# Data sources to answer what neighborhood is the most 'Minnesota Nice'?

## The hypothetical data science firm of MCG has researched the 'Minnesota Nice' business problem and determined that a variety of data needs to be gathered. In particular, geolocation data will be critical from the Foursquare API.

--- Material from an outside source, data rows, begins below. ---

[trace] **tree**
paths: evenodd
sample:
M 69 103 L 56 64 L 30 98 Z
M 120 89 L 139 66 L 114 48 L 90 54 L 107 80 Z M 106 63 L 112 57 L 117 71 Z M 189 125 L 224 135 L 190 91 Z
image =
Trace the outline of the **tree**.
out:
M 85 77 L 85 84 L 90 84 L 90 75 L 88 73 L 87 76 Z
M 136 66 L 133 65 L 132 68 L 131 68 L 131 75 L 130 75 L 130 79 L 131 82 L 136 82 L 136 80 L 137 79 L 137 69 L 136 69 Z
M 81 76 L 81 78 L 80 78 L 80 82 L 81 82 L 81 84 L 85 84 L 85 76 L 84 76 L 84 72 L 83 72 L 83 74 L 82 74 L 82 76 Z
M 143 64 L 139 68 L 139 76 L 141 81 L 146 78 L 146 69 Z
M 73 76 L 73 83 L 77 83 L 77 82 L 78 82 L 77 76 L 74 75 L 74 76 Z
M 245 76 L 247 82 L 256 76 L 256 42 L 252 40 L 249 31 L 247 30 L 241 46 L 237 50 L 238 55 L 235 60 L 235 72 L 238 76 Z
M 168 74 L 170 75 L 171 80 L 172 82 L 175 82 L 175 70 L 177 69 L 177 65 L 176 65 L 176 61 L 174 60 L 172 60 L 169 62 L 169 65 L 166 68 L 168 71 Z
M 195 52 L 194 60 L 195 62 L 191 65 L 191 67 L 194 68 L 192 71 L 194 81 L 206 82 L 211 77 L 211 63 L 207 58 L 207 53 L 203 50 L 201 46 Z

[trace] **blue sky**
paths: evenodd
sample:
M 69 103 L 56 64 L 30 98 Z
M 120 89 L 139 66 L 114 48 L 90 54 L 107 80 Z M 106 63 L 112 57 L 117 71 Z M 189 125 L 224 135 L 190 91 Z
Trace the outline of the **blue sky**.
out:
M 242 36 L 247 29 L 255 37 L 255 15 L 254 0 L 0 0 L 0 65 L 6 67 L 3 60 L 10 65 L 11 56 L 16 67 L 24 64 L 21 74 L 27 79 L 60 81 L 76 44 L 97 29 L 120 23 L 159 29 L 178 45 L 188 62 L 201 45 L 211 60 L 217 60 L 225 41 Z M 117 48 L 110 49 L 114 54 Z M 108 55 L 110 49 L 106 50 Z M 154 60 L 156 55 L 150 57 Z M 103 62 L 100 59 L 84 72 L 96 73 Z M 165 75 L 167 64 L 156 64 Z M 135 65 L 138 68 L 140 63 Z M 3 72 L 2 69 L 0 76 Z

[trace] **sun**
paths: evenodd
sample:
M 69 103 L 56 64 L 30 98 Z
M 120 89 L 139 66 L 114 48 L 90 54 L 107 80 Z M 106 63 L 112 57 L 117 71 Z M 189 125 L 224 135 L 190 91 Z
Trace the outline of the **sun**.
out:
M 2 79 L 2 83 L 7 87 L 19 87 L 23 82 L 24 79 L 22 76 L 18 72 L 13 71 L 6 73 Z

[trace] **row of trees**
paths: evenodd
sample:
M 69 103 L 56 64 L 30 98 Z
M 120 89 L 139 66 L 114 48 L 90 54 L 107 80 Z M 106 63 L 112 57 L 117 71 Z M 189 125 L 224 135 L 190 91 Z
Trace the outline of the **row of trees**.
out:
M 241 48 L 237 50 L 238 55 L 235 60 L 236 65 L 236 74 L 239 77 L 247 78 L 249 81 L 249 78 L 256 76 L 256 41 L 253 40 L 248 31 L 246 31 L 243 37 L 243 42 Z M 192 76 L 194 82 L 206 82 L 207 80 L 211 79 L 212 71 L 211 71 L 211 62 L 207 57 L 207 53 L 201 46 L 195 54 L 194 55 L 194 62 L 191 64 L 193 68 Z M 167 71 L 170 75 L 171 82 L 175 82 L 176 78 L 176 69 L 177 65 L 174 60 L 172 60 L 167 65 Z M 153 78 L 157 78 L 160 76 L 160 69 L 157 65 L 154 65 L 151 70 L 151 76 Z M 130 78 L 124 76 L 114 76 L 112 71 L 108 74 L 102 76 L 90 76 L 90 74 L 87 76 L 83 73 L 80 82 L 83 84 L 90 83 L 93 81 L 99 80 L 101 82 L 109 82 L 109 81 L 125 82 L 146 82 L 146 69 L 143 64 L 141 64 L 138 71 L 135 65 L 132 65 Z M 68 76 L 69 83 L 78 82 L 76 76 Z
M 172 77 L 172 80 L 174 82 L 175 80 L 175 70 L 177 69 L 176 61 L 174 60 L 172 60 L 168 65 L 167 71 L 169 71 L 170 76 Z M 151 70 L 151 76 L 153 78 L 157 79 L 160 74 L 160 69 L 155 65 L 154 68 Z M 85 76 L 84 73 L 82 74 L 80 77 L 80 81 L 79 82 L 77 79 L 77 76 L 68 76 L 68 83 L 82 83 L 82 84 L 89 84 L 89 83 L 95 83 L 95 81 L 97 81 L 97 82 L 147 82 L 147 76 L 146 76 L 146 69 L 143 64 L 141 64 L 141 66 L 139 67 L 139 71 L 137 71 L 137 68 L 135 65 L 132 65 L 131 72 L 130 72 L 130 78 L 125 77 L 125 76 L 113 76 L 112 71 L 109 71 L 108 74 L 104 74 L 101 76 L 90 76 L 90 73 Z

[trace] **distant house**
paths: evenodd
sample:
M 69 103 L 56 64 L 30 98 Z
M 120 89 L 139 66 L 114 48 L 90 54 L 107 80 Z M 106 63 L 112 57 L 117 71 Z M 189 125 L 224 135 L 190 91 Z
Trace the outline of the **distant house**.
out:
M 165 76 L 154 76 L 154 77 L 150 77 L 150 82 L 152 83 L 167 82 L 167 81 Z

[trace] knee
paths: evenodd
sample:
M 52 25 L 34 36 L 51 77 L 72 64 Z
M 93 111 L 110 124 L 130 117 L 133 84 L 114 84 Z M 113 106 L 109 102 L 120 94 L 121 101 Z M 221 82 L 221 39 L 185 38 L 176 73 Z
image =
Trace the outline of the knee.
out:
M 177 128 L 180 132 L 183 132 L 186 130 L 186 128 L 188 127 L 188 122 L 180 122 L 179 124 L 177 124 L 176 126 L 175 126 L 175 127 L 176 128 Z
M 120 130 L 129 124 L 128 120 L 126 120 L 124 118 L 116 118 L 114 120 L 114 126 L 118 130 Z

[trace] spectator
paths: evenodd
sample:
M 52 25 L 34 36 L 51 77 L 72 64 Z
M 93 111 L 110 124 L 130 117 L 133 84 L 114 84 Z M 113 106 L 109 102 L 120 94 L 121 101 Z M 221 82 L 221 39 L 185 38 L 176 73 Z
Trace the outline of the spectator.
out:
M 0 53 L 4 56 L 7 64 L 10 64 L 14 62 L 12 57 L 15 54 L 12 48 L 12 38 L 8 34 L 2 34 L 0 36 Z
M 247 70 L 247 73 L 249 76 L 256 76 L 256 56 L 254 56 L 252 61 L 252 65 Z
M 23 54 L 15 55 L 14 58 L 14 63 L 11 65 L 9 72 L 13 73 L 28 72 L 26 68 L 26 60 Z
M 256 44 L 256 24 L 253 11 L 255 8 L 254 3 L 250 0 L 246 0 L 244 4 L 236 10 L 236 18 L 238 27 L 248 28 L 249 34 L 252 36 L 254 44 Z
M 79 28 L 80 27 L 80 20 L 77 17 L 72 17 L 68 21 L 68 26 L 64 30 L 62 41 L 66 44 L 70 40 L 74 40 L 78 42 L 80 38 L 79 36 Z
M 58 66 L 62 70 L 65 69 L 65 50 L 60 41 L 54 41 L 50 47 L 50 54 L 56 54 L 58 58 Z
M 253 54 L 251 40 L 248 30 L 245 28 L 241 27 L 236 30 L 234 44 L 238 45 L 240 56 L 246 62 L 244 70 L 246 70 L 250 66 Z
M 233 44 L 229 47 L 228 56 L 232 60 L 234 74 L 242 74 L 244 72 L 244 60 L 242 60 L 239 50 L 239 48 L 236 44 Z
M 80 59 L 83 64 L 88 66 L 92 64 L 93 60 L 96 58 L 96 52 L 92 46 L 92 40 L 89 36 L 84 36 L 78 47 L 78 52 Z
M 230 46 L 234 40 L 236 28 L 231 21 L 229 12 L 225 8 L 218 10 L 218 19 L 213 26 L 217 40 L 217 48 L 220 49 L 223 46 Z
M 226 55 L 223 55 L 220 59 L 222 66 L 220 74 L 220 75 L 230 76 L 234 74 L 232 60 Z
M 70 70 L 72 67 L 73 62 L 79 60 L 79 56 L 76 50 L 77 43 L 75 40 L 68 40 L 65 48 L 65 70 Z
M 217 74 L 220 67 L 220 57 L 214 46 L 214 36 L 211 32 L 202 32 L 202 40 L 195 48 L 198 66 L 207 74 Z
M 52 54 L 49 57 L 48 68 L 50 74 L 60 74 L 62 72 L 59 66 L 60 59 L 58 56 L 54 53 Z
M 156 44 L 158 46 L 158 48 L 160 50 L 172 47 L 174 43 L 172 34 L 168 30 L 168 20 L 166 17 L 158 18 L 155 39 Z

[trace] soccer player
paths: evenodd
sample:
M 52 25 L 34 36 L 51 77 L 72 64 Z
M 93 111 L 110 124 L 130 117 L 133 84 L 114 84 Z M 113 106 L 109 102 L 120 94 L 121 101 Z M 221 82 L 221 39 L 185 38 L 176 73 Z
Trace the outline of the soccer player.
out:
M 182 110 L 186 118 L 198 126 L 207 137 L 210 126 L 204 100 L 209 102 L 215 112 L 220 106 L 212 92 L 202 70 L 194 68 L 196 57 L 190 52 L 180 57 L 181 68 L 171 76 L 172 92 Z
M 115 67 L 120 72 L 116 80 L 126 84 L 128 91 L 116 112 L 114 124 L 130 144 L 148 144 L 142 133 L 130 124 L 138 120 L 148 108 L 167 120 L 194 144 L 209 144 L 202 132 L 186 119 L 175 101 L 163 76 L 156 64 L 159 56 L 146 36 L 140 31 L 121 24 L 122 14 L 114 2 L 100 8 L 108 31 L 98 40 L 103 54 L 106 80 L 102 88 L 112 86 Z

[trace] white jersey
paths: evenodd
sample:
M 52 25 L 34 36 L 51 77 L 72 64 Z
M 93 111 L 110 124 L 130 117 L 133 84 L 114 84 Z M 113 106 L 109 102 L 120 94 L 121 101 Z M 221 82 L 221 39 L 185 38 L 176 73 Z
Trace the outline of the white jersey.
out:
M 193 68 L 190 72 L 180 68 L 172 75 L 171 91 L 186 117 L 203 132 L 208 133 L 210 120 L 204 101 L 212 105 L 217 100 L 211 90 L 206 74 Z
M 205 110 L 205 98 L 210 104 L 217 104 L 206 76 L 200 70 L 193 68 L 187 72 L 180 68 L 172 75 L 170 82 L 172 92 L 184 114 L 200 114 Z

### A more detailed description of data requirements follows:

* Neighborhood names along with census data from the American Community Survey will be pulled from the Minnesota open data website:
 * https://www.mncompass.org/profiles/neighborhoods/minneapolis-saint-paul#!community-areas 
* Neighborhood names will be associated with central latitute/longitude coordinates using the the methods described in the StackOverflow post:
 * https://stackoverflow.com/questions/44616592/search-google-geocoding-api-by-neighborhood
   * This will use the Google API searching for a combination of Neighborhood + City and then pulling the lat-long coordinates.
   
* Foursquare data will be obtained similar to the Toronto neighborhood analysis. We plan to look at restaurants, parks, schools, and spiritual centers.
 * https://developer.foursquare.com/docs/resources/categories 
 
* Walk scores for the neighborhoods will be obtained from the 'Walk Score' API:
 * https://www.walkscore.com/professional/api.php  

## First we import a couple of useful packages

In [1]:
import pandas as pd
import numpy as np
import googlemaps
import requests
import urllib
import uszipcode

## Now I import a couple of .csv files that were pulled from the mncompass.org website. We'll combine and pull just the neighborhood names.

In [2]:
import types
import pandas as pd
from botocore.client import Config
import ibm_boto3

def __iter__(self): return 0

In [3]:
# The code was removed by Watson Studio for sharing.

In [4]:
body = client_a28f8de00eed48e5bb907b36c94b68c9.get_object(Bucket='minnesotanice-donotdelete-pr-m1b1j2ihuwlryd',Key='MSP Neighborhoods_2010.csv')['Body']
# add missing __iter__ method, so pandas accepts body as file-like object
if not hasattr(body, "__iter__"): body.__iter__ = types.MethodType( __iter__, body )

df_data_1 = pd.read_csv(body, skiprows = 1)

body = client_a28f8de00eed48e5bb907b36c94b68c9.get_object(Bucket='minnesotanice-donotdelete-pr-m1b1j2ihuwlryd',Key='MSP Neighborhoods_2013-2017.csv')['Body']
# add missing __iter__ method, so pandas accepts body as file-like object
if not hasattr(body, "__iter__"): body.__iter__ = types.MethodType( __iter__, body )

df_data_2 = pd.read_csv(body, skiprows = 1)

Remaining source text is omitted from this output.